Intacct recently announced compelling results from a widespread accounting survey of top financial executives at U.S-based software companies to gauge their readiness for the upcoming ASC 606 revenue recognition guidelines.
Even though ASC 606 is not yet grabbing headlines, most survey respondents were familiar with the new standards, with 55 percent saying they are very or somewhat familiar, and only 13% saying they have never heard of the regulations.
Below is a brief Q&A for those feeling overwhelmed by the upcoming revenue recognition changes or for organizations not quite sure where to begin.
Q: I understand that businesses can't recognize revenue until a product or service is delivered under the new rule. How does this apply to a service arrangement where the business depends on a set fee each month, but the level of service varies greatly depending on customer need?
A: Much of the way the new guidelines are set up moves away from having set transaction-based approach to revenue recognition and provides basic principles to follow. Under the new standard, revenue should now be recognized when control of the contracted goods or services are transferred to the customer, and at a level that is commensurate with what has been delivered by that point. The exact way this will be handled is something the company will need to work on with their auditor to determine a consistent approach. In the case above, it may depend on whether the contract is based on a month-to-month arrangement, or covers a longer term.
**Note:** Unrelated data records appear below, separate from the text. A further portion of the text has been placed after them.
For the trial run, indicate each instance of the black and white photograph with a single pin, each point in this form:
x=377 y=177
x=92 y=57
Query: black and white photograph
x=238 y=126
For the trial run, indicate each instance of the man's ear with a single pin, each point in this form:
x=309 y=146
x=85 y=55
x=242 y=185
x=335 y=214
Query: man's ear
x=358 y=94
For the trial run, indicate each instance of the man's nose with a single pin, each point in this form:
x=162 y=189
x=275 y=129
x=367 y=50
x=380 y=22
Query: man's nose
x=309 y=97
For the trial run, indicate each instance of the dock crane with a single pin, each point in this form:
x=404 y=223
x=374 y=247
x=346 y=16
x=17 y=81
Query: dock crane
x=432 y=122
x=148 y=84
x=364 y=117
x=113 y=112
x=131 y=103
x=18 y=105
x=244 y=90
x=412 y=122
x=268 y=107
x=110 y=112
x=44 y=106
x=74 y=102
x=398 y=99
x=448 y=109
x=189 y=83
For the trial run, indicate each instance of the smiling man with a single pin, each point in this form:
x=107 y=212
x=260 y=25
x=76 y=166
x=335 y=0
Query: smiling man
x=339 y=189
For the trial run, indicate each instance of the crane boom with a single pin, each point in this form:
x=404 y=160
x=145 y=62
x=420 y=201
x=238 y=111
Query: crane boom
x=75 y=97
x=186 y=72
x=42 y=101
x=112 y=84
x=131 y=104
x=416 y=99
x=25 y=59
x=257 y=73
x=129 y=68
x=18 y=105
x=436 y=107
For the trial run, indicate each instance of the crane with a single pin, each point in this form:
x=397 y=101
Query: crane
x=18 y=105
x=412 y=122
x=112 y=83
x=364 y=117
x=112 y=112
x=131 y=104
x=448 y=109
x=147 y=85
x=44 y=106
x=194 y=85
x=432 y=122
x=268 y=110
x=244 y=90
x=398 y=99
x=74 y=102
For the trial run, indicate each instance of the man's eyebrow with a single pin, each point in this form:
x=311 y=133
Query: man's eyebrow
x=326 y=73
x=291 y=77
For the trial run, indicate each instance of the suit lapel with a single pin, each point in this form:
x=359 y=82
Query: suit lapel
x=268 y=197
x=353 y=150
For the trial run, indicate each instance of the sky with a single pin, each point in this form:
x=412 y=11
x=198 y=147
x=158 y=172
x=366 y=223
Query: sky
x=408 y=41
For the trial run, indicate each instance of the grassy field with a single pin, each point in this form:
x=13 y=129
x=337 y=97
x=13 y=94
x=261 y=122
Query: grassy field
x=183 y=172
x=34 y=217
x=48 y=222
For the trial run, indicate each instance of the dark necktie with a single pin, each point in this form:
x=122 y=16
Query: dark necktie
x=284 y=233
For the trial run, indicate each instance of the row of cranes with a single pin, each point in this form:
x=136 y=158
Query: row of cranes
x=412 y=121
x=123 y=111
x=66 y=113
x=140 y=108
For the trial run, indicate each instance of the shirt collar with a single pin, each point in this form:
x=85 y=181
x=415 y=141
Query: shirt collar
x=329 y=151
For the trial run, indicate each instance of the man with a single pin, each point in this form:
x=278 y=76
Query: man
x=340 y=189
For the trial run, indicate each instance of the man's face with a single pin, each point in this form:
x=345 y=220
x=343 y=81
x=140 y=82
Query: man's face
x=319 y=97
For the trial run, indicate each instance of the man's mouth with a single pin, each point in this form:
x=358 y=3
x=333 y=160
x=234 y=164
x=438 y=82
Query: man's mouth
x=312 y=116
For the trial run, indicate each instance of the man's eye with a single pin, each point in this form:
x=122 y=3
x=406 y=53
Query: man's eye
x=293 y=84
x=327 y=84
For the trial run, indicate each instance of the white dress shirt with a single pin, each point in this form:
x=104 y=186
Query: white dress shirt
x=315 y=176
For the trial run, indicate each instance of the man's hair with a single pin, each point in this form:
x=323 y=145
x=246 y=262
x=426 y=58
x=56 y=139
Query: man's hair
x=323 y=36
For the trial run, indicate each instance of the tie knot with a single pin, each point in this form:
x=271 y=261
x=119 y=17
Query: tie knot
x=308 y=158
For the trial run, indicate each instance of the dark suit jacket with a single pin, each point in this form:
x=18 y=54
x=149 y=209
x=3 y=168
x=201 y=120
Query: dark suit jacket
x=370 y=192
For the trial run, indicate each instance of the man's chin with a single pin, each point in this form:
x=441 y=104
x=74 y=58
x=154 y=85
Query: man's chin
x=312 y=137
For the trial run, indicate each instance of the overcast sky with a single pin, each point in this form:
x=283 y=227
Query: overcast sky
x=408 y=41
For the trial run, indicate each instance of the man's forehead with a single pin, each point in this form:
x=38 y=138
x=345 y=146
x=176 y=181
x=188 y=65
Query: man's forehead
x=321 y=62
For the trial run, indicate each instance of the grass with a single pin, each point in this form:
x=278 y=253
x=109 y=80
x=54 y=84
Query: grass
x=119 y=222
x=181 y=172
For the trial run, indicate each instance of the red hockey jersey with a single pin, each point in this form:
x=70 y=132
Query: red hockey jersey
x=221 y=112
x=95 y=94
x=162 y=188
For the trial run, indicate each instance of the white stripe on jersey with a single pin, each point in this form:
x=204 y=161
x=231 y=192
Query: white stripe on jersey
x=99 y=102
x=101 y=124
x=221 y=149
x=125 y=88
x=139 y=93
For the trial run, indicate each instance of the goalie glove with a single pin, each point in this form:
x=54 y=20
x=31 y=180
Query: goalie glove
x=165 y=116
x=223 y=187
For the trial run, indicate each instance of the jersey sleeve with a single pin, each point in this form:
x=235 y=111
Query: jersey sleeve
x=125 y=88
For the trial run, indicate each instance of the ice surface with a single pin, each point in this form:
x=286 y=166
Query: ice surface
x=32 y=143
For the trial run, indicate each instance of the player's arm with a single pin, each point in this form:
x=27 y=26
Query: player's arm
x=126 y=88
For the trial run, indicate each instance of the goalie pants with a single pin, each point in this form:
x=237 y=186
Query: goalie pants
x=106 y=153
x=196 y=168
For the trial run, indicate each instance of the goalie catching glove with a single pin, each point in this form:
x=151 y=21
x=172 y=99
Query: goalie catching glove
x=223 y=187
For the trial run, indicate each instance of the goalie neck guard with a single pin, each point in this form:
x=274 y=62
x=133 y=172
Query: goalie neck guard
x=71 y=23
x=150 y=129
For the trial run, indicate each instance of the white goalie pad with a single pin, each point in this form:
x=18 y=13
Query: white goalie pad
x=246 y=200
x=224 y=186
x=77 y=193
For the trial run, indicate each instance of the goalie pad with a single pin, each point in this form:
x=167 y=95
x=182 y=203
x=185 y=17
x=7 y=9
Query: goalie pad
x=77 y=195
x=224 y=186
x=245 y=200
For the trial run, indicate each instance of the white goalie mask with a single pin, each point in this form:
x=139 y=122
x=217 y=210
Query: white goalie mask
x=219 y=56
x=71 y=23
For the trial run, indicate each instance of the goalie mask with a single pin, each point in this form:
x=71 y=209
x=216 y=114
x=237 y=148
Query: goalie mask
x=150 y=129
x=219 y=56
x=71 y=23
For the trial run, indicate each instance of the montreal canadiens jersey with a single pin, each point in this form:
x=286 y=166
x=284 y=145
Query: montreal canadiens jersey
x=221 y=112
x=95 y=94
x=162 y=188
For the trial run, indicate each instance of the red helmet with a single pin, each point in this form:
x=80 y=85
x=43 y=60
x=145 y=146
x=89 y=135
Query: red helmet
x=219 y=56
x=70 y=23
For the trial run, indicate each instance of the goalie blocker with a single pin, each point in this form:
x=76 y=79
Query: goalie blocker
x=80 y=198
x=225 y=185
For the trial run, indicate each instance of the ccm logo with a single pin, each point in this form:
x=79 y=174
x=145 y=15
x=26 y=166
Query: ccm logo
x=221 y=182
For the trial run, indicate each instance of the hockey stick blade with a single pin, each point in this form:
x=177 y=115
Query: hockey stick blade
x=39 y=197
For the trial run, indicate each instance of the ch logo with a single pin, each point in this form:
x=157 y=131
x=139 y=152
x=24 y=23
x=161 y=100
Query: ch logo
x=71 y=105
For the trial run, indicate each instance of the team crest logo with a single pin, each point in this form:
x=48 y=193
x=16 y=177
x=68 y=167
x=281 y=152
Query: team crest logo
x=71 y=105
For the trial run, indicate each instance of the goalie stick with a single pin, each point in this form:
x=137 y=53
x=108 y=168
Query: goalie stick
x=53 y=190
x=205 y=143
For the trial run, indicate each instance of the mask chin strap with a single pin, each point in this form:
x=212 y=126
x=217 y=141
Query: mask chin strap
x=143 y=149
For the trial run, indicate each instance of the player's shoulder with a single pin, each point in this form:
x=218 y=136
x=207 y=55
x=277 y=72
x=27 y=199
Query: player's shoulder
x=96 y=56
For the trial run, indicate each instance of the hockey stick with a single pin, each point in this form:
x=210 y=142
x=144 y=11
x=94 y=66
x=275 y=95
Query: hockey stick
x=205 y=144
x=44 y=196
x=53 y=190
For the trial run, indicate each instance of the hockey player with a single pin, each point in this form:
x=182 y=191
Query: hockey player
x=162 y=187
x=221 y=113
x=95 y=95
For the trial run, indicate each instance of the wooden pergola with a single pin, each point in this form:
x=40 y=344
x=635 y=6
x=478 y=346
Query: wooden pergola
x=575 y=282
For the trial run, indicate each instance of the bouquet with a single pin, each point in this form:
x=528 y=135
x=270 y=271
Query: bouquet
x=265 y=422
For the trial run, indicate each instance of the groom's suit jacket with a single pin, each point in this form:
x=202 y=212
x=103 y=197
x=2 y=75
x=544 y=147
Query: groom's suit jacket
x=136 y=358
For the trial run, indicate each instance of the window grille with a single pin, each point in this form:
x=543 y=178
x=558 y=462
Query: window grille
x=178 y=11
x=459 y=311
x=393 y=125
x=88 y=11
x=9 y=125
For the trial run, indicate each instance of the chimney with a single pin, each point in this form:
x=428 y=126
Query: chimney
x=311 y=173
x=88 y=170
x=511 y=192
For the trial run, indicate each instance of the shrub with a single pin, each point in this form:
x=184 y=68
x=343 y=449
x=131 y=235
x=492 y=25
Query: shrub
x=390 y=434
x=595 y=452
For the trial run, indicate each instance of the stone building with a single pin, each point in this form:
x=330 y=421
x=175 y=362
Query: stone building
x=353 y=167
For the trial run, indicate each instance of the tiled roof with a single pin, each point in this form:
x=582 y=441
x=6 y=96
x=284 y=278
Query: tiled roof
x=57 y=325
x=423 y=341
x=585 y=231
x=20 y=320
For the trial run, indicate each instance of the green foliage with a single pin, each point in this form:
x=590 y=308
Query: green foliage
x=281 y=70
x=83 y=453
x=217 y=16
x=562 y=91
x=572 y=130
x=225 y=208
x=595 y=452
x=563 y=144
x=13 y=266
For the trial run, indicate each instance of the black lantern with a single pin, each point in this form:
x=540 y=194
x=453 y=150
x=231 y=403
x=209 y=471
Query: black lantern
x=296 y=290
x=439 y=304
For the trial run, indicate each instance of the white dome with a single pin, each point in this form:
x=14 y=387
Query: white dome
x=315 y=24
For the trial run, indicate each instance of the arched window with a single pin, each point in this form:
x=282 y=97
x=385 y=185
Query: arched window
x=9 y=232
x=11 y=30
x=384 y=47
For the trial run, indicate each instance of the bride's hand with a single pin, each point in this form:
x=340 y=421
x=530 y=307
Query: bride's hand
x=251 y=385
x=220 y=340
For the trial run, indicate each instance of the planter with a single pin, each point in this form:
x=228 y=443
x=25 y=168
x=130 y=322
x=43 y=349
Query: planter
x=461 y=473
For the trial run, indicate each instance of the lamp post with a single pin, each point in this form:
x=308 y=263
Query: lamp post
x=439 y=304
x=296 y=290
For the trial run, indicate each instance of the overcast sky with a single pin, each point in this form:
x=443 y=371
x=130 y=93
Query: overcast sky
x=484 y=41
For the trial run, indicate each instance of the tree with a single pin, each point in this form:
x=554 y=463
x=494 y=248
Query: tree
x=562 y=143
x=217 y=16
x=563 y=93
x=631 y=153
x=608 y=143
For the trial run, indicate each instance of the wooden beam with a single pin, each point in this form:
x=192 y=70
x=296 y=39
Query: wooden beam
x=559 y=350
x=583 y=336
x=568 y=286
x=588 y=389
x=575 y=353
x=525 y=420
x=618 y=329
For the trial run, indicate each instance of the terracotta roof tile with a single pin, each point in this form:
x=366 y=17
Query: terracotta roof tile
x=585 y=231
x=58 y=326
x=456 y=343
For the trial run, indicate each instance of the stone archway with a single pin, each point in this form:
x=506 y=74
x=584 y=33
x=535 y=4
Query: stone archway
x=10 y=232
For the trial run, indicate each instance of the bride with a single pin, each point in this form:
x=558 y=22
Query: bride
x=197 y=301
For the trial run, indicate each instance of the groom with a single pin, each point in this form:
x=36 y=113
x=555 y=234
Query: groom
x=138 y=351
Q: Can you provide a little detail on the kinds of changes a company has to make in the way it does accounting under the new rule?
A: The standard will hit some sectors harder than others. Given variation across industries, levels of complexity for implementing any one step, and the wide diversity of existing IT systems and accounting processes currently in use.
Many organizations will need to modify existing accounting processes and IT systems to meet the new standard. This effort will require time, planning, resources, and additional investment in software, depending on their industry and the readiness of their current processes and systems.
Some of the questions companies will need to ask are: Does our accounting system enable us to define and track performance obligations in a structured way? Does it consistently apply accounting treatments that reflect the judgments we'll need to make from an accounting perspective? Does it offer transparency to help finance and accounting understand the impact of the new rules on the income statement? Can we report our results using both the current and new standards at the same time during the transition period? If not, accounting teams will get dragged down into the weeds of ever-increasing contract and spreadsheet detail— wasting time and creating significant compliance risk.
Q: Why is it important to plan ahead for this change? How much time/effort is involved to change accounting systems to accommodate the new rule?
A: There are a couple aspects to planning ahead. First and foremost, companies will need to determine to what extent the new guidelines will impact them and whether their existing accounting software can handle the new requirements. This will involve finance understanding the new revenue recognition guidelines, and also the broader company determining the impact on how they handle customer contract. The FASB has identified 5 steps to applying the standard:
- Identify the contract with the customer
- Identify any performance obligations in the contract
- Determine the transaction price
- Allocate the transaction price across the performance obligations
- Recognize revenue when or as the entity satisfies the performance obligations
Furthermore, impacted companies will also need to report their results according to both current and new guidelines in order to provide proper comparative and future guidance to investors. This will obviously require some work and may require updating their existing financial software or switching to a completely new system that can handle the new requirements.
Q: What are some of the risks of not being prepared?
A: Businesses that don’t prepare will be impacted in two ways. First, they may have to expend serious amounts of effort and additional cost to change as the deadline approaches. In addition, companies that fail to make the switch on time will have trouble getting loans and raising VC funds, and companies may have audit problems as well.
Q: Given the description of how dealers use contracts, should they be considering changing the way those contracts are written and priced? What kinds of changes should they consider?
A: Yes, companies will likely opt to make changes to the way they structure their contracts. To what extent companies will change will vary and must be determined on a company by company basis after they have determined the impact of the new regulations on their existing customer contracts.
Q: What mechanisms are in place to make sure companies are in compliance with the new rule?
A: Companies will need to ensure that they are in compliance with the new guidelines in order to earn a clean, unqualified opinion from their auditors on their financial statements. In addition, incorrectly reporting results could lead to restatements which reduce investor confidence.